Automatic summary indexing can be enabled on a scheduled saved search, just by selecting the Edit Summary Indexing option in the edit dropdown.
However, you can also do this manually, with the collect statement
where you just do
search to collect your info you want to save | collect index=my_summary_index
and this will collect the data you have at the point in the SPL pipeline to that summary index.
Note: Do not believe all you read in that doc page about _time handling!
_time is dependent on several things. If you have only a _raw field then _time will be taken from the standard parsing of _raw.
If you don't have _raw, then if you have a _time field, it is ignored completely. If you run the search as a scheduled saved search, it will be the time the search runs, but if you run the search manually, it will be different.

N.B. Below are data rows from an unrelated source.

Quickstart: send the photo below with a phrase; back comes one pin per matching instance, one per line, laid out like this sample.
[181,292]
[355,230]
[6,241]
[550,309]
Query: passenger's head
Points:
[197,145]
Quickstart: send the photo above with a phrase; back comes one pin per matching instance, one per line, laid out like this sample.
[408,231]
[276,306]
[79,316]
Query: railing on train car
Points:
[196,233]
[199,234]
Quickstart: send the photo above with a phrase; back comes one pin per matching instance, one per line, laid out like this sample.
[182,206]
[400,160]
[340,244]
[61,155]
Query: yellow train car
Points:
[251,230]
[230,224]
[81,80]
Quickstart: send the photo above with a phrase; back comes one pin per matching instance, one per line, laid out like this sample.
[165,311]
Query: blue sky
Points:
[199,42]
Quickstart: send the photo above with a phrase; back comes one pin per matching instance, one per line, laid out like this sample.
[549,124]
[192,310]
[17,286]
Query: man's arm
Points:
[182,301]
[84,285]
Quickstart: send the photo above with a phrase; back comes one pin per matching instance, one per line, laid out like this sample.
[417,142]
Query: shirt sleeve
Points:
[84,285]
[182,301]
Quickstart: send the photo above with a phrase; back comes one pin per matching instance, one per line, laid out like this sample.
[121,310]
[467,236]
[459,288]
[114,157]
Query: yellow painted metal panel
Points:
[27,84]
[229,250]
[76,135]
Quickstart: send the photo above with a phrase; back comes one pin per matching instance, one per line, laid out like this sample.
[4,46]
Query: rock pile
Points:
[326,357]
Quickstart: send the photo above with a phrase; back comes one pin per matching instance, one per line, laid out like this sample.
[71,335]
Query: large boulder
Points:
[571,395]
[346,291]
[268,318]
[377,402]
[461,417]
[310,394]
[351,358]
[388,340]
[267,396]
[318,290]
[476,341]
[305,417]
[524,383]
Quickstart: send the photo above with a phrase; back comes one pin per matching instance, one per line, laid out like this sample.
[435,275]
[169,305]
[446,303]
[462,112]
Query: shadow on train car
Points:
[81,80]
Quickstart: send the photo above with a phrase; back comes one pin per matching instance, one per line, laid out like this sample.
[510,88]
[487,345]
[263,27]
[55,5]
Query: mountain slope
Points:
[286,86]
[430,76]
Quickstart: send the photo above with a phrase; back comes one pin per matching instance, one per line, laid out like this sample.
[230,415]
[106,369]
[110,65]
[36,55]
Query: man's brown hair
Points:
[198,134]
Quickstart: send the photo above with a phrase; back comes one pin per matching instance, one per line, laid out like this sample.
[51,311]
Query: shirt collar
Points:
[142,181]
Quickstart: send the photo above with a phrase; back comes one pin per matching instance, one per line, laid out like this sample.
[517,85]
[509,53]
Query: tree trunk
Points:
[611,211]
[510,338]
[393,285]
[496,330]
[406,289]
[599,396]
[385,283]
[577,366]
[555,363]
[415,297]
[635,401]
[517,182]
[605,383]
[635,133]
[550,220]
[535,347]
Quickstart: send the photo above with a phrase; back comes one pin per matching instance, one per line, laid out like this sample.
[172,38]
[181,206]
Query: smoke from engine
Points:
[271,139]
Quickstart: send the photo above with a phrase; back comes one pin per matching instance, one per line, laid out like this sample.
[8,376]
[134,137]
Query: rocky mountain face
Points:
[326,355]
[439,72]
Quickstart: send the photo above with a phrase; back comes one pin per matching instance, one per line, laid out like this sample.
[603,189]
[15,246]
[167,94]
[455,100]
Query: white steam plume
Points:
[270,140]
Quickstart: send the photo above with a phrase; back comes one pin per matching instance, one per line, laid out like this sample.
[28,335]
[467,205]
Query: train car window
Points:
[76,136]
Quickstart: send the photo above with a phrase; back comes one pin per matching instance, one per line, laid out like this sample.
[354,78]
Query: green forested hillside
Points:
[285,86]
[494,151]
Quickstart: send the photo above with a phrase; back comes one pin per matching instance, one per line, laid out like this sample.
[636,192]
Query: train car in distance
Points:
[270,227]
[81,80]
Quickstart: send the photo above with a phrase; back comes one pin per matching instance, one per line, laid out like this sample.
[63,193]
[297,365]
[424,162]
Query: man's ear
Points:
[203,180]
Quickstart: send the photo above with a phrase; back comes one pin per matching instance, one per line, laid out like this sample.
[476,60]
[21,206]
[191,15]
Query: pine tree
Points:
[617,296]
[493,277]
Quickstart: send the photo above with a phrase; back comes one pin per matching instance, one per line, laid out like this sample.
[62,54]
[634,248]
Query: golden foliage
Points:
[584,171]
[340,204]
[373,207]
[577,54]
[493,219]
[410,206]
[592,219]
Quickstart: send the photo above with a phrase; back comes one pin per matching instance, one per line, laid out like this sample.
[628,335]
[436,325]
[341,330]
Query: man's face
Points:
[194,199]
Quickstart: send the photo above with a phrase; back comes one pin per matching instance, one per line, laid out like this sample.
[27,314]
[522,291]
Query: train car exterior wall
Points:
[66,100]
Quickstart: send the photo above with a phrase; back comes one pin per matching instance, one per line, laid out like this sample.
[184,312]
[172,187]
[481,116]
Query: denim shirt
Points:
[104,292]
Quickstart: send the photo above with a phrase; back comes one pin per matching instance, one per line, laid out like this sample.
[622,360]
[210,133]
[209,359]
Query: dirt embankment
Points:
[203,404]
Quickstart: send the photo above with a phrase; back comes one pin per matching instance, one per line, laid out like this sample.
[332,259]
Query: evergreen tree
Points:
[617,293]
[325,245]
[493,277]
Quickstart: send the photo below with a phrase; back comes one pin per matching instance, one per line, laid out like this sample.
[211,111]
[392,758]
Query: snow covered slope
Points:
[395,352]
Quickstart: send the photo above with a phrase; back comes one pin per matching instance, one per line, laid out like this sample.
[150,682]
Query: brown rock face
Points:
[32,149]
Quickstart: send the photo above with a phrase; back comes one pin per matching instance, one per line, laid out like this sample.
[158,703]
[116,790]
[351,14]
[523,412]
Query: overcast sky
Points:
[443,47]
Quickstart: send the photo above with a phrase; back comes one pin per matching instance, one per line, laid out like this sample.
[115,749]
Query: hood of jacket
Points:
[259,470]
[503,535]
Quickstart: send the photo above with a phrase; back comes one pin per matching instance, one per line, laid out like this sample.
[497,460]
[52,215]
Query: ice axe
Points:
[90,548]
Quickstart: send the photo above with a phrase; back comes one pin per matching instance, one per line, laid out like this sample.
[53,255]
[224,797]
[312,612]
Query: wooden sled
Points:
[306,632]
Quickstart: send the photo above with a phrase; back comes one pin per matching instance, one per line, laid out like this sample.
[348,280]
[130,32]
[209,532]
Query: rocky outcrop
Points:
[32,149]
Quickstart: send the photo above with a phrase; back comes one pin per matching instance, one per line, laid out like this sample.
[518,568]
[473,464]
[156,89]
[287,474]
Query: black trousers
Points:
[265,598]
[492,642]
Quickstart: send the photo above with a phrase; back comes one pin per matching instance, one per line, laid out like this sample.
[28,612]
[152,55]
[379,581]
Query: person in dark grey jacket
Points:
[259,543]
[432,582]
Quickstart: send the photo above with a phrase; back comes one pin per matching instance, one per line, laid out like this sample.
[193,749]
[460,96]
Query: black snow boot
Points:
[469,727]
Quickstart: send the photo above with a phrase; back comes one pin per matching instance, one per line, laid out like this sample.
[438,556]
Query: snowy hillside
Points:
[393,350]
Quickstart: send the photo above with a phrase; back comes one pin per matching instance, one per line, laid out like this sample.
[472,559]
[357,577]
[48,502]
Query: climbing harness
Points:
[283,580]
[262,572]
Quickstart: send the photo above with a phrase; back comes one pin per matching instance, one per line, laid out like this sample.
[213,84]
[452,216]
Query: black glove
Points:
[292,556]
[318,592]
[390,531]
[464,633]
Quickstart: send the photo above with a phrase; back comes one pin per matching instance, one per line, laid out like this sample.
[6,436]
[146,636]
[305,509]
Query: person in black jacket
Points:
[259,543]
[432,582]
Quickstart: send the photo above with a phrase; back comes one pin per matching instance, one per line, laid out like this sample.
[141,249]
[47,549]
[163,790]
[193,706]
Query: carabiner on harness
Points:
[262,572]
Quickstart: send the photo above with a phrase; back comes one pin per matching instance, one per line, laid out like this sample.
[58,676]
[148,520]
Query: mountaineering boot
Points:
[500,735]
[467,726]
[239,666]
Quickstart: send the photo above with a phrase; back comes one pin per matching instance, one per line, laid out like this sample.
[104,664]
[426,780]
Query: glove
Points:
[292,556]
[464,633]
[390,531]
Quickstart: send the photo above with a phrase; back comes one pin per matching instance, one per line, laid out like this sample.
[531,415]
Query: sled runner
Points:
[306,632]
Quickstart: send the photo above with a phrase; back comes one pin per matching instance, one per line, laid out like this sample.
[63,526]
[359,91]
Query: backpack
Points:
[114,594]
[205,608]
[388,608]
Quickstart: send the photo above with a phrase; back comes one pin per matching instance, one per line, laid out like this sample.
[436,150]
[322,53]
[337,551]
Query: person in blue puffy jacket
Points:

So, experiment with _time, but be aware that it is not consistent and not as the doc states.
I ended up trying Log Events and created my raw message using
and it wrote to the index.
so, ya, this is great. can create a set of X reports that run nightly to add data to this index.
ETL the Splunk way.
appreciate the time and education!
ty! in reading the bucket (bin) doc, it appears to be something chart/timechart, use, so do you feel this is 'faster' than just using something like
| timechart usenull=f span=1h count by id
my preliminary test is they are very close in run time (the bin one is a little faster), but trying to learn!
thank you, again!
Isn’t about speed exactly. Timechart is about charting. So by defaults limits values. https://docs.splunk.com/Documentation/Splunk/9.0.1/SearchReference/Timechart
you can force change the limit. But stats doesn’t have that behavior.
your question asked only about counting. Stats will count and not introduce unexpected behaviors for a different purpose.